Häufig gestellte Fragen

  • Ab welcher Schadenshöhe lohnt sich eine Meldung an die Versicherung wirklich?
    Bei Schäden unter 1.000 Euro sollte man zweimal überlegen. Die Gefahr einer Kündigung und der Verlust des Schadensfreiheitsrabatts können langfristig teurer sein als die einmalige Reparatur aus eigener Tasche.
  • Wie viel kann man mit einer Werkstattbindung tatsächlich sparen?
    Je nach Anbieter sind 10-20% Ersparnis möglich. Wichtig: Vorab prüfen, welche Partnerwerkstätten in der Nähe liegen und wie deren Bewertungen ausfallen.

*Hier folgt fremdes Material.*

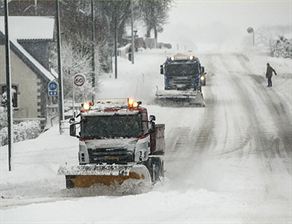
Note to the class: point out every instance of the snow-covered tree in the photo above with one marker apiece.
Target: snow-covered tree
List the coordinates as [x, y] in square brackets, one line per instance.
[154, 14]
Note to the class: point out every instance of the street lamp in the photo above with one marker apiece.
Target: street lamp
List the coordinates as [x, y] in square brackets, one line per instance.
[251, 30]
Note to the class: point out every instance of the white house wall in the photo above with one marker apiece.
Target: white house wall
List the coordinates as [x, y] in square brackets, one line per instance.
[28, 85]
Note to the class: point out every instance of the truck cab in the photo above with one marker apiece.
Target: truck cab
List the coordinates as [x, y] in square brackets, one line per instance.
[181, 72]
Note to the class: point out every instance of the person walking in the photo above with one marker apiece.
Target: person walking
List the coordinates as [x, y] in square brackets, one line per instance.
[269, 74]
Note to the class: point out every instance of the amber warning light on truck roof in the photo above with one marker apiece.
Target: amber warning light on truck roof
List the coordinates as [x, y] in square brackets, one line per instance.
[86, 106]
[132, 104]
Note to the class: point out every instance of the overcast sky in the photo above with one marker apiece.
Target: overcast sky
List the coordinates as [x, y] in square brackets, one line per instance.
[215, 21]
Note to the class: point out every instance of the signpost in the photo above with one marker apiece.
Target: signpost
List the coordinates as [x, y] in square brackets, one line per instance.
[53, 88]
[78, 81]
[251, 30]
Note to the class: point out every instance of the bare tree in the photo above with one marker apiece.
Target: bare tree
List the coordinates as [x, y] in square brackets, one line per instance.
[154, 14]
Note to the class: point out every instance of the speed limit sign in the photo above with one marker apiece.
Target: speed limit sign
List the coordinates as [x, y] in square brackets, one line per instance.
[79, 80]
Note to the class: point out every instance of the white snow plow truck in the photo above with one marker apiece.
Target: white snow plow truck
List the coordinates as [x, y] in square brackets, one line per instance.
[183, 76]
[117, 143]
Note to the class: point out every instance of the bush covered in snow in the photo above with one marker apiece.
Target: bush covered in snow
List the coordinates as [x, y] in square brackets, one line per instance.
[282, 47]
[21, 131]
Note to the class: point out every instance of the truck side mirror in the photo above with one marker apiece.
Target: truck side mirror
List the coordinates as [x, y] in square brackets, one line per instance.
[152, 118]
[73, 130]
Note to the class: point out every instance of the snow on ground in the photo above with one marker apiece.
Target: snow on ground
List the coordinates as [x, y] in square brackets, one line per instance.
[229, 162]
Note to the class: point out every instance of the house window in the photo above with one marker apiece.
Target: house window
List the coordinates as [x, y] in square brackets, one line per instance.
[3, 94]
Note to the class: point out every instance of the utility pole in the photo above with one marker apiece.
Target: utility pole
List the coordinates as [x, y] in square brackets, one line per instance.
[115, 43]
[8, 84]
[35, 7]
[93, 48]
[132, 32]
[60, 76]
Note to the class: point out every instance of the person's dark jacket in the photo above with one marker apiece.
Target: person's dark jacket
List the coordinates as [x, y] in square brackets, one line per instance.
[270, 71]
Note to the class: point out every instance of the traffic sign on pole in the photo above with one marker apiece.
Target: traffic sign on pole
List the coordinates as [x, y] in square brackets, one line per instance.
[79, 80]
[53, 88]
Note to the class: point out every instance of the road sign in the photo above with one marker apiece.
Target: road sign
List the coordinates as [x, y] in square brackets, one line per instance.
[53, 88]
[79, 80]
[250, 30]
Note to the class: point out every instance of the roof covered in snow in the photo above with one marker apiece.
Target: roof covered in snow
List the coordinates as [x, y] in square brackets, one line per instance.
[29, 27]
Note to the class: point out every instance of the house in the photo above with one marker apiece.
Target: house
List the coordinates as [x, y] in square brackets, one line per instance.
[30, 37]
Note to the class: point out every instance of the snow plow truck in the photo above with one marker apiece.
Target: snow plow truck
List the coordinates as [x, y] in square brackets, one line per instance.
[183, 76]
[118, 143]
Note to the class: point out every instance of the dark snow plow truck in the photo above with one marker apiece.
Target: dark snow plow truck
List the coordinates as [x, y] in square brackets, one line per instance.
[117, 145]
[182, 81]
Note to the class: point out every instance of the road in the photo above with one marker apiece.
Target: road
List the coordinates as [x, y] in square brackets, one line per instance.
[241, 142]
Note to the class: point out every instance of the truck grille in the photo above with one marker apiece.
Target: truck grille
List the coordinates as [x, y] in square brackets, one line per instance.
[181, 82]
[110, 155]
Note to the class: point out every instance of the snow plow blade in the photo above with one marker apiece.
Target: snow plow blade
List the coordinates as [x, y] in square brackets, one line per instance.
[180, 98]
[85, 176]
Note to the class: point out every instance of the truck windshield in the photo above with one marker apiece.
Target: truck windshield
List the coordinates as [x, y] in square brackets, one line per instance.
[115, 126]
[178, 69]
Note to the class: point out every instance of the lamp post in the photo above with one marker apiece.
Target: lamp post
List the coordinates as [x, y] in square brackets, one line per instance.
[8, 85]
[60, 72]
[251, 30]
[132, 33]
[93, 48]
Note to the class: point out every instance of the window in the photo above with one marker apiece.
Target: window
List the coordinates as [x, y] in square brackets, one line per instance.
[14, 95]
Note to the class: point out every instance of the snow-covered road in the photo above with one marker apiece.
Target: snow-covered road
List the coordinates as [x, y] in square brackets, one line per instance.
[230, 162]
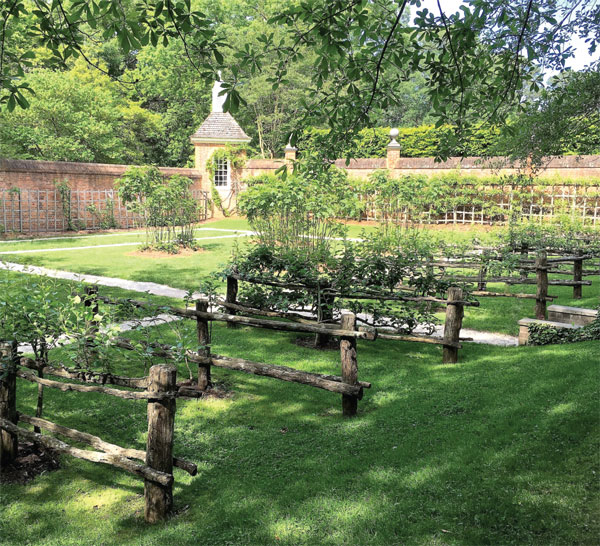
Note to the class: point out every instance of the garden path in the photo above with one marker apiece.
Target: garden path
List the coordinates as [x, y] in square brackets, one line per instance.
[488, 338]
[137, 243]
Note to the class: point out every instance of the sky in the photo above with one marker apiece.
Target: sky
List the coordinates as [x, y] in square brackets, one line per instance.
[578, 62]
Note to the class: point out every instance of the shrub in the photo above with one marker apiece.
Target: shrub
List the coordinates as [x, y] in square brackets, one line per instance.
[167, 207]
[543, 334]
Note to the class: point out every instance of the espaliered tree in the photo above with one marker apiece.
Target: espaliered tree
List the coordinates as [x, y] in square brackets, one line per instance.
[302, 260]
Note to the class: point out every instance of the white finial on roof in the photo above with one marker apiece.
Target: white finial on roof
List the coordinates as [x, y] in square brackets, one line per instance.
[394, 135]
[218, 101]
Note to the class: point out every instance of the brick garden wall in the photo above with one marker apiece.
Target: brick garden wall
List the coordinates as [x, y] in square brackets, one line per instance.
[41, 175]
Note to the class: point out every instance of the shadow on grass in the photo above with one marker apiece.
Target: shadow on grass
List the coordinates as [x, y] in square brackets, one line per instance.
[499, 449]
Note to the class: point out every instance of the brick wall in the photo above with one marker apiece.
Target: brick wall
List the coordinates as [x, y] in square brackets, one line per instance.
[41, 175]
[564, 167]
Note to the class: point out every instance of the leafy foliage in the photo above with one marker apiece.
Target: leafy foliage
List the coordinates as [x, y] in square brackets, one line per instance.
[341, 64]
[543, 334]
[166, 206]
[429, 141]
[79, 115]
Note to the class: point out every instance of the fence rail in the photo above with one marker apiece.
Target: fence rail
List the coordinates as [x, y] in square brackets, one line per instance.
[50, 211]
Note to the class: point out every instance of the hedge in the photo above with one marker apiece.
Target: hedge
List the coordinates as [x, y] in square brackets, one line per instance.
[426, 140]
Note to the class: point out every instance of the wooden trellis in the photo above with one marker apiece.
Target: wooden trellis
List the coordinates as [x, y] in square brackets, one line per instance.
[43, 211]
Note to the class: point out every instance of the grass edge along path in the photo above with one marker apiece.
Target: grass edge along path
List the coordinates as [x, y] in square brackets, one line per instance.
[501, 448]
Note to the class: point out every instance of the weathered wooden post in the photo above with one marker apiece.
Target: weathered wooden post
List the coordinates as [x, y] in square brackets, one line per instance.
[231, 297]
[159, 447]
[578, 275]
[524, 255]
[91, 301]
[482, 284]
[541, 272]
[453, 324]
[8, 401]
[349, 364]
[203, 330]
[324, 314]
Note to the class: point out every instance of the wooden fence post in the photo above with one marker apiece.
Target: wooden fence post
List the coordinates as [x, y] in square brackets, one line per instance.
[349, 364]
[8, 401]
[159, 447]
[231, 297]
[482, 284]
[202, 327]
[524, 255]
[91, 300]
[578, 275]
[453, 324]
[324, 314]
[541, 272]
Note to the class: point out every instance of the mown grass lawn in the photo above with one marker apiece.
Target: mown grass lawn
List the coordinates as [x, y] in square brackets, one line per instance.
[501, 448]
[494, 315]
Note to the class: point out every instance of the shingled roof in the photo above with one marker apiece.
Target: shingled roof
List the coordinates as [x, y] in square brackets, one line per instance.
[222, 127]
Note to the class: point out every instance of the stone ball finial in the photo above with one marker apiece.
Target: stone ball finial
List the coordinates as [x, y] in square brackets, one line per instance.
[393, 142]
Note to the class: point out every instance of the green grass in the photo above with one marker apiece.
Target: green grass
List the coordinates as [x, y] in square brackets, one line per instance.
[494, 315]
[501, 448]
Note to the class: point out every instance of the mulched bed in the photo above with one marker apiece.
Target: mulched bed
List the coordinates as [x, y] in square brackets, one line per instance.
[32, 460]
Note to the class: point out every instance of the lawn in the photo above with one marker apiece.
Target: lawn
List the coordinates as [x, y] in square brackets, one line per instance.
[501, 448]
[494, 315]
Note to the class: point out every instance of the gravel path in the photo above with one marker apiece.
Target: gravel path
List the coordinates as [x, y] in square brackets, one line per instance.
[487, 338]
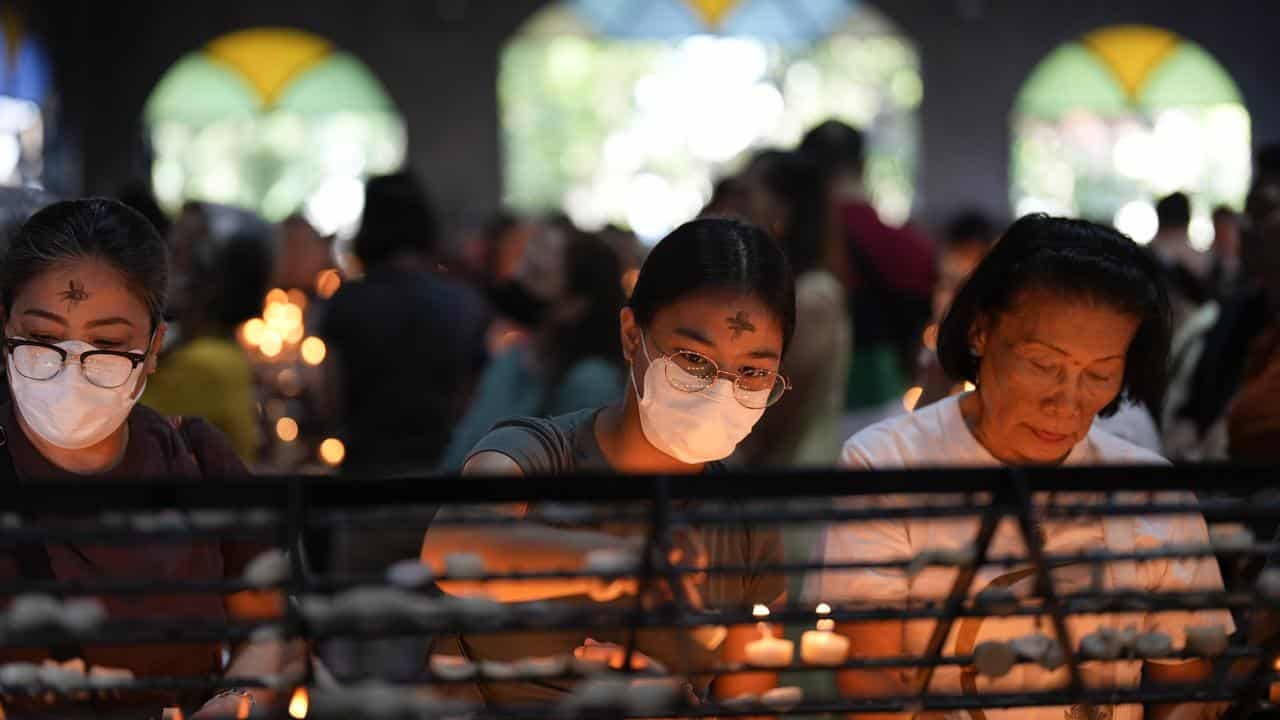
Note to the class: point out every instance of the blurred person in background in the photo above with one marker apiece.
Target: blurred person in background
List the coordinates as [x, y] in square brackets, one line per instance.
[304, 254]
[784, 194]
[968, 238]
[1212, 351]
[17, 204]
[887, 272]
[530, 273]
[1225, 270]
[223, 261]
[407, 342]
[137, 194]
[408, 346]
[1185, 268]
[83, 288]
[1253, 418]
[571, 360]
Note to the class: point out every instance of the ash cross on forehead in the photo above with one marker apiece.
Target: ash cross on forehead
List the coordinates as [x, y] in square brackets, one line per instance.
[73, 294]
[740, 323]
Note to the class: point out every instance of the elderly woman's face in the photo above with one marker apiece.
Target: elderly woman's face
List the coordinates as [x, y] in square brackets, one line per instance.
[1047, 367]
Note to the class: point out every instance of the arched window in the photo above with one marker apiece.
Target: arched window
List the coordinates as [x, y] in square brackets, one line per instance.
[627, 110]
[26, 87]
[274, 121]
[1107, 124]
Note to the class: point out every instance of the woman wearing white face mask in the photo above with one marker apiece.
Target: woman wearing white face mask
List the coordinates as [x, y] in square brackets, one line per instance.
[82, 288]
[704, 333]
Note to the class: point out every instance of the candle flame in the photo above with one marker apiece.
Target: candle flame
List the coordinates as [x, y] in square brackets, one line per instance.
[298, 703]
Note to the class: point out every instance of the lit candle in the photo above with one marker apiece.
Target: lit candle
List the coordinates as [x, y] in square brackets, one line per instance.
[823, 646]
[768, 651]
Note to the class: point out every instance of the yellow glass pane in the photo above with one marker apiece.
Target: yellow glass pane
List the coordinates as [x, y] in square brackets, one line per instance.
[712, 12]
[1132, 53]
[269, 58]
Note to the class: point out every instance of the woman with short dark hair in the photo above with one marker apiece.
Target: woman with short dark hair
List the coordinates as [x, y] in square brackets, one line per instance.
[83, 288]
[1057, 324]
[703, 336]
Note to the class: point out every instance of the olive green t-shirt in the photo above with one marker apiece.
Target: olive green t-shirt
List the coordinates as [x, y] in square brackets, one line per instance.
[566, 445]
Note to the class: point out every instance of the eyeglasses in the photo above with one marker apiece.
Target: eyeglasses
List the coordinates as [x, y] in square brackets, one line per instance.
[106, 369]
[693, 372]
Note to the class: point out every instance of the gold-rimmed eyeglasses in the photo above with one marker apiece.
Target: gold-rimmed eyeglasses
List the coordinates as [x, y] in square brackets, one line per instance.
[689, 370]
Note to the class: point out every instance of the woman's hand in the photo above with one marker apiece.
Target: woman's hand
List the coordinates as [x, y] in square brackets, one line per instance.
[615, 656]
[225, 705]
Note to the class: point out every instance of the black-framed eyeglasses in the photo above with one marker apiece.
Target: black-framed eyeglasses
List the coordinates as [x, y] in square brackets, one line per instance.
[106, 369]
[689, 370]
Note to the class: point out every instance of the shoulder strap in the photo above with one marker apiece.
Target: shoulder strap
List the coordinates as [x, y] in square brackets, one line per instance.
[183, 428]
[32, 557]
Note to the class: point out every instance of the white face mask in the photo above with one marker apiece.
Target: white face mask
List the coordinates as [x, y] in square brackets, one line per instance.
[69, 411]
[691, 427]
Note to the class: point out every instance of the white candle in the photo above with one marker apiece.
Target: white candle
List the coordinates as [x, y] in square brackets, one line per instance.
[823, 646]
[768, 651]
[782, 698]
[464, 566]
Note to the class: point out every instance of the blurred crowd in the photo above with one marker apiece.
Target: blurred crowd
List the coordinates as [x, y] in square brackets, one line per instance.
[397, 350]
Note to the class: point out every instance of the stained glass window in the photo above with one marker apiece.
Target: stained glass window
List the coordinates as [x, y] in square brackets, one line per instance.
[627, 110]
[1107, 124]
[274, 121]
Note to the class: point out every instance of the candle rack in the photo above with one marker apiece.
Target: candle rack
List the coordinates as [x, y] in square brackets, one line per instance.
[368, 607]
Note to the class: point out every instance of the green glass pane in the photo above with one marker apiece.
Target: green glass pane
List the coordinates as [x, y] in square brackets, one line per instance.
[339, 82]
[1188, 77]
[197, 91]
[1070, 78]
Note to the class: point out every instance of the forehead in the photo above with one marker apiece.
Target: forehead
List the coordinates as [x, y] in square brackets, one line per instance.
[721, 311]
[1075, 324]
[78, 286]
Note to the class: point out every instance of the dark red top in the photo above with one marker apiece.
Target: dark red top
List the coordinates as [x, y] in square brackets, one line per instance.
[904, 256]
[155, 450]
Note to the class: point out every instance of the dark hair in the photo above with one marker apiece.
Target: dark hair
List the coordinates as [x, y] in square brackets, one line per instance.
[593, 274]
[397, 218]
[1073, 259]
[1225, 213]
[717, 254]
[96, 228]
[137, 195]
[796, 182]
[1174, 210]
[241, 277]
[836, 147]
[970, 227]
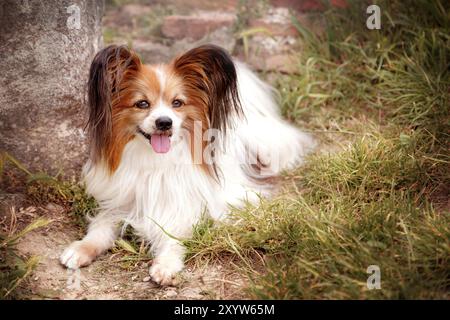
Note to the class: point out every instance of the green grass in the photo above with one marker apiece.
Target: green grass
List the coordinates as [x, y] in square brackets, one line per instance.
[382, 198]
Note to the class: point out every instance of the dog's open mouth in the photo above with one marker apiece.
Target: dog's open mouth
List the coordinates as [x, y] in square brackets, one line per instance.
[160, 141]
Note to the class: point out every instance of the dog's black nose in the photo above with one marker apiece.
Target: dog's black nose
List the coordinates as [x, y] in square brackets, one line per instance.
[163, 123]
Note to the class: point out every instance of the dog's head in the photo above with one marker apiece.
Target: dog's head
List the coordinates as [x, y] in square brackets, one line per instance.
[129, 100]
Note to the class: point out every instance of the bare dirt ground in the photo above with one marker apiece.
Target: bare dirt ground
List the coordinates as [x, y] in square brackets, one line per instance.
[108, 277]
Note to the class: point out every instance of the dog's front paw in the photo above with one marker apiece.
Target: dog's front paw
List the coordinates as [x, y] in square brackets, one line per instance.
[78, 254]
[164, 271]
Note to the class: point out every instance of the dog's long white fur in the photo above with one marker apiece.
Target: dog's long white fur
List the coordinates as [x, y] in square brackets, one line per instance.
[155, 192]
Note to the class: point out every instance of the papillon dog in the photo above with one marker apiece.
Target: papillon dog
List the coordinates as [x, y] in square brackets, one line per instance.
[172, 142]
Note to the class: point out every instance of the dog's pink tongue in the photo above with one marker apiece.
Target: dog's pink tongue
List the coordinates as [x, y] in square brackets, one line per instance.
[160, 143]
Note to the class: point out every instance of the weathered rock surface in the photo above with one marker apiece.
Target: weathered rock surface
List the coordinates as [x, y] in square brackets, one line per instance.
[44, 61]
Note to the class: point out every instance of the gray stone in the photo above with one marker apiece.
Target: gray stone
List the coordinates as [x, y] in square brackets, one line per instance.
[44, 63]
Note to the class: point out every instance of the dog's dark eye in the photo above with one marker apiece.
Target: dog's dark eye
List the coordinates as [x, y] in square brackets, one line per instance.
[142, 104]
[177, 103]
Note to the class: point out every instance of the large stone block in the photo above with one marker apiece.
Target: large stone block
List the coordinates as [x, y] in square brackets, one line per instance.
[46, 50]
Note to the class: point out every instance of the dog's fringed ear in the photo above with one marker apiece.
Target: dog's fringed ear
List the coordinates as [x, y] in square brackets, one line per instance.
[210, 69]
[110, 67]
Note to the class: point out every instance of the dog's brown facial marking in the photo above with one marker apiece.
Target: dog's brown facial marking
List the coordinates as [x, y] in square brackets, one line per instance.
[200, 85]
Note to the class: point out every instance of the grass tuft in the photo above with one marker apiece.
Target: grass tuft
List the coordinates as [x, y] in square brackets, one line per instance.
[378, 100]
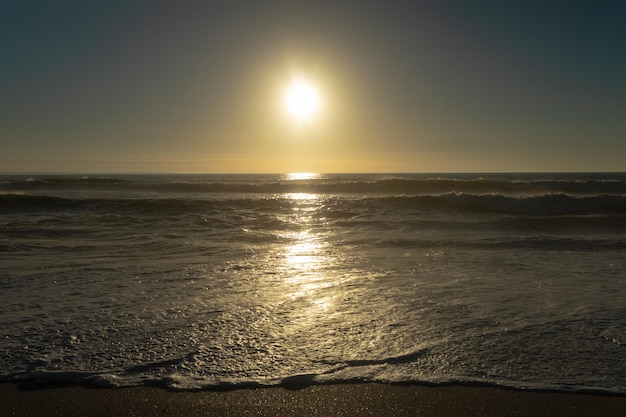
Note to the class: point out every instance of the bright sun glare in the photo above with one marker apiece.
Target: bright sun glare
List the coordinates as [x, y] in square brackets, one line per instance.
[302, 100]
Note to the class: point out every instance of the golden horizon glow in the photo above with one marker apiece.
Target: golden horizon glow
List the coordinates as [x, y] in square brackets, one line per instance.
[302, 100]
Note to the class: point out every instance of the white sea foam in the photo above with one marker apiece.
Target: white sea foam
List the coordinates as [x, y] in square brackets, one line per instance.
[195, 282]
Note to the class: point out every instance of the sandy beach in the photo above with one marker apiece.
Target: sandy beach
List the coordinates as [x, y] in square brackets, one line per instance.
[27, 399]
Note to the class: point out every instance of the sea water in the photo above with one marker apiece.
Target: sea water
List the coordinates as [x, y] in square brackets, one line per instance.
[196, 281]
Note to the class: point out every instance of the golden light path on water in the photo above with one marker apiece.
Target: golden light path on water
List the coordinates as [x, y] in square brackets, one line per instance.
[305, 258]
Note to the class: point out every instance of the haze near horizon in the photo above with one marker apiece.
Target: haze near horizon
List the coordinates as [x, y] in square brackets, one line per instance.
[194, 87]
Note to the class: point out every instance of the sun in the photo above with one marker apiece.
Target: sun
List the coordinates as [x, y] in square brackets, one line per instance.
[302, 100]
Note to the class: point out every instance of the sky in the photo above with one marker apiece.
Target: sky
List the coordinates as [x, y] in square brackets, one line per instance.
[404, 86]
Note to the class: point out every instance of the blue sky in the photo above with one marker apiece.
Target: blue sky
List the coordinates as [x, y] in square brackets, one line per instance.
[464, 86]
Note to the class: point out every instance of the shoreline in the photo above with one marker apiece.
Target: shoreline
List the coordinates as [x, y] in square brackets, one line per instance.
[360, 399]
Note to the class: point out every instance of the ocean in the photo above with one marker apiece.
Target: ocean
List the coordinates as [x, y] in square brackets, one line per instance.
[201, 281]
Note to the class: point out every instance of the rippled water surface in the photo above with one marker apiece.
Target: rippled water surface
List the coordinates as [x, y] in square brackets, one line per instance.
[193, 281]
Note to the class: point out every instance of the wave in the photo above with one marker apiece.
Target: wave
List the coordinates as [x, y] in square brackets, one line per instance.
[361, 185]
[543, 205]
[177, 381]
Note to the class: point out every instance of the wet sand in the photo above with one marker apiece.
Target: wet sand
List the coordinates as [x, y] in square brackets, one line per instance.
[28, 399]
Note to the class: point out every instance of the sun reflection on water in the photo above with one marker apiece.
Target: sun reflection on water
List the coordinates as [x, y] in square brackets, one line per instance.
[305, 258]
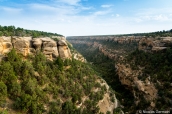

  • Welche Versicherungsoptionen sollten angesichts des Klimawandels bei Gebäudeversicherungen nicht eingespart werden?
    Elementarschadenschutz ist mittlerweile unverzichtbar. Starkregen, Überschwemmungen und Stürme nehmen zu – hier zu sparen kann existenzbedrohend werden.
  • Wie wirkt sich die Preisexplosion bei Ersatzteilen auf den Gebrauchtwagenmarkt aus?
    Fahrzeuge mit einfacher Technik und günstigen Ersatzteilen werden attraktiver. Bei Neuwagenkauf lohnt ein Blick auf die Versicherungseinstufung und Reparaturfreundlichkeit.
  • Wann ist der optimale Zeitpunkt, um Versicherungskonditionen neu zu verhandeln?
    Nicht erst bei der Kündigungsfrist im November, sondern nach etwa zwei Jahren Vertragslaufzeit. Dann haben Versicherer ein Interesse, treue Kunden zu halten und bieten oft bessere Konditionen.